By Amanda Wicks
When Maynard James Keenan isn’t busy with Tool and his more recent musical project Puscifer, he spends his time overseeing the vineyard he owns in Arizona and its associated winery Caduceus Cellars. And it turns out his interest in wine has a lot to do with self-sustainability and survival, especially in the Trump era.
Speaking with The Guardian, Keenan says his vineyard, Merkin Vineyards, teaches people to live off the land. “We’re explaining to them how most small areas throughout any era survived dictators, kings, queens, presidents, fascists,” he explains. “Small rural areas survived a lot of that crap because they know how to feed themselves, they know how to get out of the rain.”
Keenan adds that his family had their own garden when he was growing up, and that’s why he relocated from Los Angeles to Arizona. He’s prepared should the worst happen. “Nobody’s coming to your rescue,” he says. “If these things are true, all [the things] the doomsayers and all the naysayers are saying in the press about this presidency…you have to default back to what really matters, what truly keeps you connected, and learn how to not only survive yourself, but to help your neighbors survive.”

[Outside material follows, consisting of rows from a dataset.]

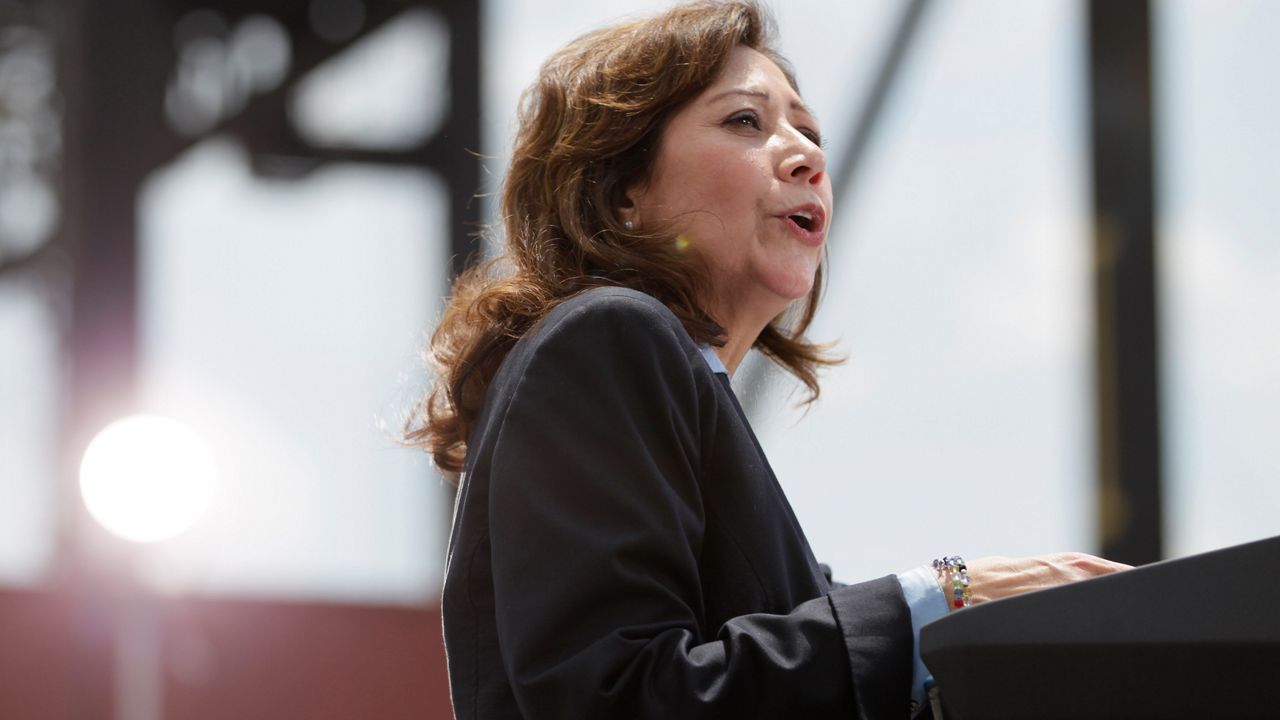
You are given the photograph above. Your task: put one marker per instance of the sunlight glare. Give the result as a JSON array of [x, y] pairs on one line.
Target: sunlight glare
[[146, 478]]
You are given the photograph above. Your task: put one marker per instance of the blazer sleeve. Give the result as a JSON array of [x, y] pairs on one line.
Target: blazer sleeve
[[595, 525]]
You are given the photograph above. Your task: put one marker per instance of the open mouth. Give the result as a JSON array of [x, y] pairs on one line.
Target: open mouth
[[804, 219]]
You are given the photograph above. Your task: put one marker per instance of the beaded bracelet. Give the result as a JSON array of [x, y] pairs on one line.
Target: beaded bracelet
[[954, 573]]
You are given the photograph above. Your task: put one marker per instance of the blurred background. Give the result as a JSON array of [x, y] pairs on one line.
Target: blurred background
[[1052, 269]]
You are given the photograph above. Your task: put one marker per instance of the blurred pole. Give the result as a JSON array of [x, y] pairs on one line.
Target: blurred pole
[[113, 58], [1127, 341]]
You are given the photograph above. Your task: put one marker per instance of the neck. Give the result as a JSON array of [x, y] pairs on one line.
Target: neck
[[741, 328]]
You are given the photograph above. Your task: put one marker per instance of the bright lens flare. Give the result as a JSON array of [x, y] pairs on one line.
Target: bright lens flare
[[146, 478]]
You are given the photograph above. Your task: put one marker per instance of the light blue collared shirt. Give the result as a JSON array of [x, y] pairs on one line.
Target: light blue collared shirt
[[920, 589]]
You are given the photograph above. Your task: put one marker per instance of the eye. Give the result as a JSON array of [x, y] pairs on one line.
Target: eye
[[746, 119]]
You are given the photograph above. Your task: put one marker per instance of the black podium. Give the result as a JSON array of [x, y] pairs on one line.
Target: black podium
[[1196, 637]]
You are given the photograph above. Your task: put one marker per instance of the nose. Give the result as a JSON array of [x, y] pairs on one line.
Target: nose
[[803, 160]]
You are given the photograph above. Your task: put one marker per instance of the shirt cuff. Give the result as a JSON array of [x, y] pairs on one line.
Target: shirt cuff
[[927, 604]]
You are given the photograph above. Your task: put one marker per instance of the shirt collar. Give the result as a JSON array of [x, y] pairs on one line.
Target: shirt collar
[[713, 360]]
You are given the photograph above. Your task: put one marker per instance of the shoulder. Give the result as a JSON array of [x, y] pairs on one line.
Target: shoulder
[[613, 304], [611, 320]]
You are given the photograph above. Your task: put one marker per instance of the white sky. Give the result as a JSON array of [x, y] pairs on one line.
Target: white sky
[[958, 287]]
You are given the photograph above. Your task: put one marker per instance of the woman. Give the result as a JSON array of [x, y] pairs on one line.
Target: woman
[[620, 546]]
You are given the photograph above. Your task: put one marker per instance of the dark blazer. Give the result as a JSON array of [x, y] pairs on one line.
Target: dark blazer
[[621, 547]]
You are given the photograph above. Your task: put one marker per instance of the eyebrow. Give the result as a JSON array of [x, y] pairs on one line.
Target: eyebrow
[[795, 104]]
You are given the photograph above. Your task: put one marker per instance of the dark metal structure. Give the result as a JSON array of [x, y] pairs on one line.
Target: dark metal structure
[[1125, 319], [115, 65]]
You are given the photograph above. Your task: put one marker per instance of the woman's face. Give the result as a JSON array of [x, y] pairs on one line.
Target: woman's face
[[741, 177]]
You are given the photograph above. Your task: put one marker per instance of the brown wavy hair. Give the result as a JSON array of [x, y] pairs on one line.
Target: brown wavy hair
[[589, 131]]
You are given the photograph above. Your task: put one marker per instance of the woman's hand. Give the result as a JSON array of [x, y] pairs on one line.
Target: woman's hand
[[996, 577]]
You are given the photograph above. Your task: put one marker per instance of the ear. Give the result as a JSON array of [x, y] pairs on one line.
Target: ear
[[629, 205]]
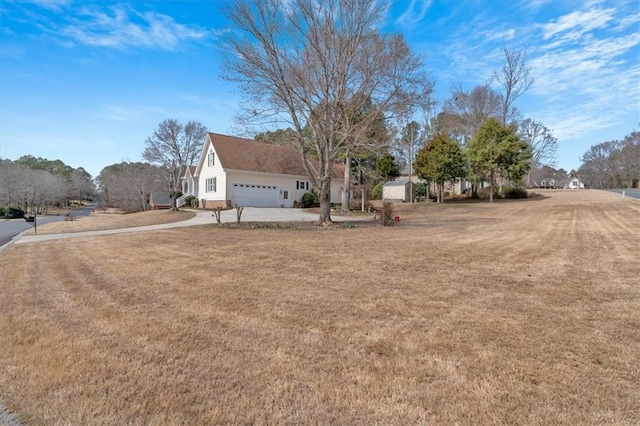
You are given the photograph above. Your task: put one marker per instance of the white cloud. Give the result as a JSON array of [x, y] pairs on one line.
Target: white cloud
[[500, 35], [120, 27], [54, 5], [579, 21], [414, 13], [587, 72]]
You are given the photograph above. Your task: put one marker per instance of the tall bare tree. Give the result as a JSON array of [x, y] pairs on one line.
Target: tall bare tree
[[306, 62], [465, 111], [544, 146], [515, 78], [175, 147]]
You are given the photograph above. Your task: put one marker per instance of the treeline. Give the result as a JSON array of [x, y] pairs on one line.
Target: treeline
[[34, 185], [612, 164], [128, 186], [171, 148]]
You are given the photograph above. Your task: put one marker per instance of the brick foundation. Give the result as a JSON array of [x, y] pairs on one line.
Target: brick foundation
[[212, 204]]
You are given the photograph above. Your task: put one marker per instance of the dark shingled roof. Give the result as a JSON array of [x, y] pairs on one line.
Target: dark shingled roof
[[245, 154]]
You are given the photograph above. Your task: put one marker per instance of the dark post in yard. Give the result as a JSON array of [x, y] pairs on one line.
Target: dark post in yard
[[32, 219]]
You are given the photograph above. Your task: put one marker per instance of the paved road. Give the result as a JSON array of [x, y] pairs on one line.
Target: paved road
[[635, 193], [250, 214], [12, 227]]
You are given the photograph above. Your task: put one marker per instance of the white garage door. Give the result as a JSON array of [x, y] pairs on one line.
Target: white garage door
[[249, 195]]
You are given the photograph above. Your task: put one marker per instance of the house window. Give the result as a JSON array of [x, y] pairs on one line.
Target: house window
[[211, 184]]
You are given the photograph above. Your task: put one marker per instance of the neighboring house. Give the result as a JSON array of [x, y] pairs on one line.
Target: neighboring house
[[234, 171], [397, 190], [575, 184], [160, 200], [546, 184], [189, 183]]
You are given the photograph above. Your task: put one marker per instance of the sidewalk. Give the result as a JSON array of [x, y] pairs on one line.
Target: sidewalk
[[249, 214]]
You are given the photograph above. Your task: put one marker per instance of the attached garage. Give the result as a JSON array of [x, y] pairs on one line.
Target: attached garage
[[250, 195]]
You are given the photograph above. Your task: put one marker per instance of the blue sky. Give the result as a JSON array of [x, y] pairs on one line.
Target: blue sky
[[87, 82]]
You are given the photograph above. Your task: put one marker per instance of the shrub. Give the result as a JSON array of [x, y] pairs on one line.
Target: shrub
[[13, 213], [483, 193], [513, 192], [387, 213], [309, 199], [376, 192]]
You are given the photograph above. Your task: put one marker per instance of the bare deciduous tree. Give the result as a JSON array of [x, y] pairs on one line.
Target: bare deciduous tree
[[306, 62], [175, 147], [467, 110], [544, 146], [515, 78], [128, 185]]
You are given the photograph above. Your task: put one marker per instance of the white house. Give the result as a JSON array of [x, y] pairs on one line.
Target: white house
[[399, 190], [575, 184], [234, 171]]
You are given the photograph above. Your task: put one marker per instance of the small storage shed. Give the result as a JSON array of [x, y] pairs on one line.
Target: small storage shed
[[160, 200], [397, 190]]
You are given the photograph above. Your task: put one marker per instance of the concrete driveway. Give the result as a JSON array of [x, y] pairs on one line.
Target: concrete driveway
[[249, 214]]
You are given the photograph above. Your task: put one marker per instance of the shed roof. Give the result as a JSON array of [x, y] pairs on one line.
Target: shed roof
[[397, 183]]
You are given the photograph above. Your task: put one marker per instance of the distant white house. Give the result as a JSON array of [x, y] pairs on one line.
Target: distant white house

Keenan isn’t sure what’s going to happen under Trump’s administration, but he thinks the country is bound for a large upset. “If you study history at all, the U.S. is long overdue for a fall,” he says. “So you know, just keeping that in mind … I’m not being a doomsayer, it’s just that changes occur, it’s what happens. If you want to enter the proverbial, metaphorical kingdom of heaven – which to me just means ‘survive’ – if you want to survive this storm, [you need to] understand what a storm is. You need to understand how to survive it. It’s simple. Grow your own f—ing food. Don’t rely on someone else to make it for you. Don’t rely on somebody else to build your house for you, don’t rely on someone else to bring water to you.”